The movie constructs a scaffolding of fictionalized characters that may do more to obstruct than to enhance a view of the true story of the conception and construction of the statue itself.

The show is called "Liberty" and airs at 8 p.m. Monday on NBC. Frank Langella stars as Frederic Auguste Bartholdi, the Frenchman who created the statue, with Corinne Touzet as his mistress who inspired part of the figure. Carrie Fisher plays Emma Lazarus, the poet who composed the passage on the statue's base.

Then there are the fictional characters, with an obvious eye to ethnic diversity. They include George Kennedy as an Irish foreman on the Liberty construction job; Chris Sarandon as a Jewish coppersmith from France, and LeVar Burton as an ex-slave who's one of Kennedy's crewmen.

This mix of the real and unreal is stitched together by columnist Pete Hamill, with direction from Richard Sarafian in locations that include Paris and Baltimore. Another of the unreal characters is a 60-foot, chest-to-torch model of the statue.

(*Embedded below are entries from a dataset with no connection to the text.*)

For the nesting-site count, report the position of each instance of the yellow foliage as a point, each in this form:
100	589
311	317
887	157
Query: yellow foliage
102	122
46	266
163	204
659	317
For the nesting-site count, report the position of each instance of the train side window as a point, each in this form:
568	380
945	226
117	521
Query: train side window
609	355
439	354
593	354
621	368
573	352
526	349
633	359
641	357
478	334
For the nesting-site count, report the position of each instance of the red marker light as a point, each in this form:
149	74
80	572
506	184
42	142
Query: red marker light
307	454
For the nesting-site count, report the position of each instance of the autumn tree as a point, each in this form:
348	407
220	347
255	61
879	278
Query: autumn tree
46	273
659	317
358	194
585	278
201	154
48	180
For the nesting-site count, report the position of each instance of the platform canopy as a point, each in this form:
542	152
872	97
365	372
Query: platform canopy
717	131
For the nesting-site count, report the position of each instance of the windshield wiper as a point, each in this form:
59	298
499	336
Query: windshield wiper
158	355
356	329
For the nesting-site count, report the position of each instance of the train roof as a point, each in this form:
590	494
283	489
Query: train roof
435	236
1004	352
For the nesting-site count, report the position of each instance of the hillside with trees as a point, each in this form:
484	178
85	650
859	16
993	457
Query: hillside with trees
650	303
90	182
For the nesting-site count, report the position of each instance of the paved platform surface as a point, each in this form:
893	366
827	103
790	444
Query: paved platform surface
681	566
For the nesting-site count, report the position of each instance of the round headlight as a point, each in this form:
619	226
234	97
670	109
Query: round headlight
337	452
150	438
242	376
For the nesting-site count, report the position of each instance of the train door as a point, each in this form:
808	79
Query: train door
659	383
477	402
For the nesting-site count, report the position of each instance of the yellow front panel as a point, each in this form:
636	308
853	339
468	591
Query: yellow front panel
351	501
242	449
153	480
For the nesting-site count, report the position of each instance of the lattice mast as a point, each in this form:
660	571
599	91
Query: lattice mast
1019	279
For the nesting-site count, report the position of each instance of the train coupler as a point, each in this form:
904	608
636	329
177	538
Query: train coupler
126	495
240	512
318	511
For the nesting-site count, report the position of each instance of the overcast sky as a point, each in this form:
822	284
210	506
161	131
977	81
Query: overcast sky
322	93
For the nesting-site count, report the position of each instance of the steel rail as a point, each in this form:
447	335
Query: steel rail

Hamill, son of immigrants, was asked at a press conference about his rationale for including fictional characters in the story. "It's because it was what interested me the most," he said. "I know that sounds like a very sort of self-centered way of looking at history, but I thought that there was a double story . . . any historical event to me always has a double story . . . History's generally about generals and politicians and not about ordinary citizens. And I wanted to get a sense of that ordinary American immigrant who built the country."

So to Langella's and Fisher's characters he applied research and to Kennedy's, Burton's and Sarandon's he applied imagination.

"Liberty" thus brings us to that television crossroads -- the junction where docu meets drama and where reality inevitably becomes a TV movie. Television movies have become television's way of getting serious and getting ratings at the same time. Documentaries are an endangered species, but TV movies and docudramas are thriving. So, the July 4 rebuilt Statue of Liberty coming-out party has its own TV movie.

Being a part of that ongoing commemoration had an appeal to Langella. "The reason I said yes to Auguste was, aside from the obvious part of wanting . . . to have something to do with this particular piece of our history, obsessive men interest me a lot. I've played a lot of them," said the man who made Dracula attractive on both stage and film, "and Auguste is an obsessive man . . . I like the idea of trying to find out what propels a man to spend a good deal of his life trying to get this kind of event the creation of the statue to happen, and the personal relationship he had with the woman who was -- the two women who are half the statue. You know, the body of the statue was the woman he eventually married, and the face is his mother's played by Claire Bloom , and I found that interesting."

Langella also feels this movie will rise above the general exploitation the statue has endured in recent months. Isn't this just another way to make a dollar of old Liberty? he was asked.

"No, that's very cynical of you," he said. "I don't think so at all." It's a quality piece, he said. "Nobody sticks a knife in anybody. It isn't typical of most of the product that's coming out today, which I wouldn't be involved in . . . It is a noble production about an extraordinarily important event in our history."